Tonight, the nation will have a front row seat as President Barack Obama and Governor Mitt Romney meet for their first one-on-one verbal sparring match in the race for the office of Commander-in-Chief.
The presidential debate kicks off at 8 p.m. CST at the University of Denver and will be hosted by Jim Lehrer of PBS’ NewsHour.
There are likely to be plenty of sound bites flying soon after, and UAB political expert Larry Powell, Ph.D., has offered his Top 4 list on what to look for.
1. Mitt has an advantage. The challenger tends to win the first debate, Powell says. “This is because you are putting the challenger and the incumbent on equal footing,” he says. “Generally, incumbents are accustomed to being the star and they don’t feel comfortable with equal footing.”

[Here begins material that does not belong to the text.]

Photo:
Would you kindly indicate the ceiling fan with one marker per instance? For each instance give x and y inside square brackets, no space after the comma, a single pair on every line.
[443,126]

2. Watch for the wit. Republicans like to equip their candidates with plenty of one-liners that will make the news, says Powell, so “you can expect Romney to have several sound-bite zingers." Some may be repetitive, like the one Ronald Reagan used during his debate with Jimmy Carter: “There you go again.”
3. Substance, but no sizzle? By contrast, “Obama is not good at sound bites,” Powell says. “If you get one from him, it is going to be unexpected.” Powell says that Obama prefers to talk about the issues directly, but tends to be too wordy.
4. Count the body blows. The winner will be the candidate who dishes out the most verbal jabs of the night, Powell says. “Pretend that it is a boxing match and look for the one who lands the most blows,” he says. “You are not going to get many knockout punches.”
The action continues with the vice-presidential debate on Oct. 11 at 8 p.m. at Centre College.